Albert Pinto Ko Gussa Kyon Aata Hai? is a film that has long been a favourite of teenagers playing dumb charades. It used to be mine, too. When I first heard the name of the film (someone also mentioned that it was the longest name of any Hindi film), I thought I was being fooled. Upon confirmation, it seemed really strange to me that a film should have such a weird name.
Later, I inferred, with the reductive simplicity of a 12-year-old, that the film might be a comedy, because another film, with a long name (Chala Murari Hero Banne) was, for most part, a funny film. Until I had seen the film, I assumed that it would be a happy no-brainer, in which the protagonist would keep doing silly things owing to his touchy behaviour. At one point, I even thought that this might be a jibe on Amitabh Bachhan, who was then known as the Angry Young Man of Indian cinema.
Albert Pinto Ko Gussa Kyon Aata Hai? film poster.
When I finally watched the film a few years ago, I realised in the first 15 minutes that this was not a “funny film”. It seemed boring, and had a very theatre type feel to it—and not the kind of theatre that plays Macbeth, but the kind of theatre which caters to the nukkad but has dreams of making it big. There was a specific reason for this—most of the crew members, except for Naseeruddin Shah, have a very affected, tired kind of feel to themselves. They seem worn out. Perhaps they were meant to be. But given that many of these actors were wonderful theatre artists, I had greater expectations from them. I felt that their expressions were inscrutable. Examples will follow, but first a little bit about the premise of the film.
The film is about blue-collar workers in Mumbai with poor living standards. The protagonist, Albert Pinto, is angry—about a lot of things, just not so much about the main issue. He is, in the beginning of the film, quite ambivalent—in fact, unfeeling—about class differences and attempts of workers to demand higher wages through strikes. When the topic is first broached by his father, in a sort of a declaration of participation in a strike, Albert rebuffs his father stating that they have enough to survive. But as the film progresses, Albert becomes supportive of his father’s decision to participate in the strike. Of all the things that Albert is angry about (his girlfriend’s lecherous colleague, younger brother’s guitar playing habit, a co-worker’s good-humoured teasing), the central theme of the film, gets attention only towards the end.
The actors (despite being talented and well-trained), do not act credibly. It seems that in an effort to make the film look real, they almost forgot that to act is the primary task.

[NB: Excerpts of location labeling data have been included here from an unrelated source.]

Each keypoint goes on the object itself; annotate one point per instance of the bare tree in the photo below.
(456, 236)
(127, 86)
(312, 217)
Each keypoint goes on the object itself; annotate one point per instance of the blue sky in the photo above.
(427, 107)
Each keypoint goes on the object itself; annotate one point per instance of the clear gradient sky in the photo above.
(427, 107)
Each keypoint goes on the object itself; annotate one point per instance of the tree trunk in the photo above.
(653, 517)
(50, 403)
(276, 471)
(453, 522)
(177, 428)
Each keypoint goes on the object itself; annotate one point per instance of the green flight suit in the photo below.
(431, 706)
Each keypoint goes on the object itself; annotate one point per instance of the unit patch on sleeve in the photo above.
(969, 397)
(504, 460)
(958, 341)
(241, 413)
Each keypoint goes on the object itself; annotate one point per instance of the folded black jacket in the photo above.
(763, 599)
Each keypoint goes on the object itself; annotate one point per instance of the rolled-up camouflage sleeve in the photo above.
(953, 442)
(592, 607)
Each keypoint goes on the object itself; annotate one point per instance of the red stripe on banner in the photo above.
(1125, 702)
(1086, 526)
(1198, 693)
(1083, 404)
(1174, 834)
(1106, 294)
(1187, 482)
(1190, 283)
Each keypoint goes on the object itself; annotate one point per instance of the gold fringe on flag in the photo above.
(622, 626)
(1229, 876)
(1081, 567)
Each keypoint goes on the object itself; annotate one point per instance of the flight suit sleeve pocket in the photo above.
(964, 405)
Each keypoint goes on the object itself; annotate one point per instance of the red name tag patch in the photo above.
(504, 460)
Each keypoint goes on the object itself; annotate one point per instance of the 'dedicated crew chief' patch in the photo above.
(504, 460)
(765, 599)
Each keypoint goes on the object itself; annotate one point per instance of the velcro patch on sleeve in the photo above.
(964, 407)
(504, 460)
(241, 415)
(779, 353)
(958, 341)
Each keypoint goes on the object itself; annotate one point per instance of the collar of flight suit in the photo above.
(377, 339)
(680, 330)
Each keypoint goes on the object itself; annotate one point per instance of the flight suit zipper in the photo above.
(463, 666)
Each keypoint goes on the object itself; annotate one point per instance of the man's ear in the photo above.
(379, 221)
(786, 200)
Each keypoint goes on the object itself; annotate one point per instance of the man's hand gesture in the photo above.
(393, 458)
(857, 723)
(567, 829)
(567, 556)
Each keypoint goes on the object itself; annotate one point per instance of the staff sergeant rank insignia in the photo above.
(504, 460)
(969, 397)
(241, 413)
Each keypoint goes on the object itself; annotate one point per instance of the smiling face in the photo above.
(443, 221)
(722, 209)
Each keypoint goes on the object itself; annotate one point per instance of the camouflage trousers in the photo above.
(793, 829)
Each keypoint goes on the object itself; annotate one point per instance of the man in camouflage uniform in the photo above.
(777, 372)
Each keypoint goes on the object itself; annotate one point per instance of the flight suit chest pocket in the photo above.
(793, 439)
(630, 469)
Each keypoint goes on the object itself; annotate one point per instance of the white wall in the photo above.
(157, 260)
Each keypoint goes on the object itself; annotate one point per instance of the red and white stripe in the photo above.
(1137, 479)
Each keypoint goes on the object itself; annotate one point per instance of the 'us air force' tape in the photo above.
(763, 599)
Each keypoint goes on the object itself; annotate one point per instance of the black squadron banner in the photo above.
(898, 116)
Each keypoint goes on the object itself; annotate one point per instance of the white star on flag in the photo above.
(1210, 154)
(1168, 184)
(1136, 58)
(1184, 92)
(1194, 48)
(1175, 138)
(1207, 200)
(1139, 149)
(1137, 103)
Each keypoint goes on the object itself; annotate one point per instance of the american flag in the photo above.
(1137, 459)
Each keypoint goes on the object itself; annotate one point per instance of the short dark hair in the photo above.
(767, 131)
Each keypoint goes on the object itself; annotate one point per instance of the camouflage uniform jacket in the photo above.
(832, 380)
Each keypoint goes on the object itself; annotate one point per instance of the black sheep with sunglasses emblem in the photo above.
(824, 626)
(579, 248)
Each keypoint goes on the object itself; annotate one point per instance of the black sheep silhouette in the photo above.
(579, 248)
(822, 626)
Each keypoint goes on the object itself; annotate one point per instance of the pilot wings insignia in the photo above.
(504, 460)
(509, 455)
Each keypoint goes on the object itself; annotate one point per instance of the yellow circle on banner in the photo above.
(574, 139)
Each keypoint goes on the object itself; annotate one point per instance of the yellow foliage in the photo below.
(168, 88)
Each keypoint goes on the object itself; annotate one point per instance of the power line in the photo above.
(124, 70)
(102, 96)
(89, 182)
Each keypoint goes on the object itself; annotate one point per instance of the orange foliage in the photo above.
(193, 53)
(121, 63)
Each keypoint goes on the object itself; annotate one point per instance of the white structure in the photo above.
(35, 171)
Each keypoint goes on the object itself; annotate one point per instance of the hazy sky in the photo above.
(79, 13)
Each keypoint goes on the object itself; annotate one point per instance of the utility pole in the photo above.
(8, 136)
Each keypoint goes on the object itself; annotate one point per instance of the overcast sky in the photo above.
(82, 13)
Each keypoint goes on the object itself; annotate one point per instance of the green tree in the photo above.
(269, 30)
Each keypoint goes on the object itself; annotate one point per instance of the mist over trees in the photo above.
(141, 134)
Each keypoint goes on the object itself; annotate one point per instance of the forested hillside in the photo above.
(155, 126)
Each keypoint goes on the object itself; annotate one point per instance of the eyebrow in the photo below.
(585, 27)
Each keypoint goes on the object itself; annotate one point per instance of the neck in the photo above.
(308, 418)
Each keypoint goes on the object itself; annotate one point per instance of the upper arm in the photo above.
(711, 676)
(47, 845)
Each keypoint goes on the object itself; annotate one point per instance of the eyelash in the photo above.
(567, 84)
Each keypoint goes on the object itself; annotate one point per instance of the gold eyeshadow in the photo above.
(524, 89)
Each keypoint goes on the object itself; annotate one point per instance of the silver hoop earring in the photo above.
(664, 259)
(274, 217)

In a scene in which a man asks Smita Patil (who works as a salesgirl in a saree store) to wear a saree—the intent of the act is sexual hinting—she gets up, confronts the man (very ineffectively) and tells him that she is physically handicapped. The limping act is so ineffective that rather than evoking any feeling of empathy for her, or disgust for him, it simply leaves us disinterested. Why? Because the scene has no particular preamble, like many others throughout the film. After the shot is over, we wonder how it was supposed to impact us. Similarly, another shot, in which Naseeruddin Shah gets angry at his girlfriend (Shabana Azmi) because a colleague at work asked her out for a film makes Albert’s reaction look like a rant, rather than anger. Albert seems to be irritated and frustrated—not angry. Every time we hear him argue, more than the powerful thrust of a diatribe that provokes thought, we hear a frustrated rollicking, which lacks force and seems unconvincing. The plot of the film is strewn with incidents that seem irrelevant or unexplained. For example, why does Albert go and meet laid-off workers? Was it to empathise with them? Or was it to plan a revolution? We will never know. The film ends, and we see blazing torches being carried by a crowd. Are they planning to burn the factory? Is that anarchy?
These other questions aside, the film is, more than anything, unable to express the significance of its long title. Come to think of it, could it be a rhetorical question? Maybe Albert is not so angry after all. Maybe he’s just irritated, or insecure, or jaded—just like I will be henceforth, before having expectations from any film that belongs to the genre of parallel cinema.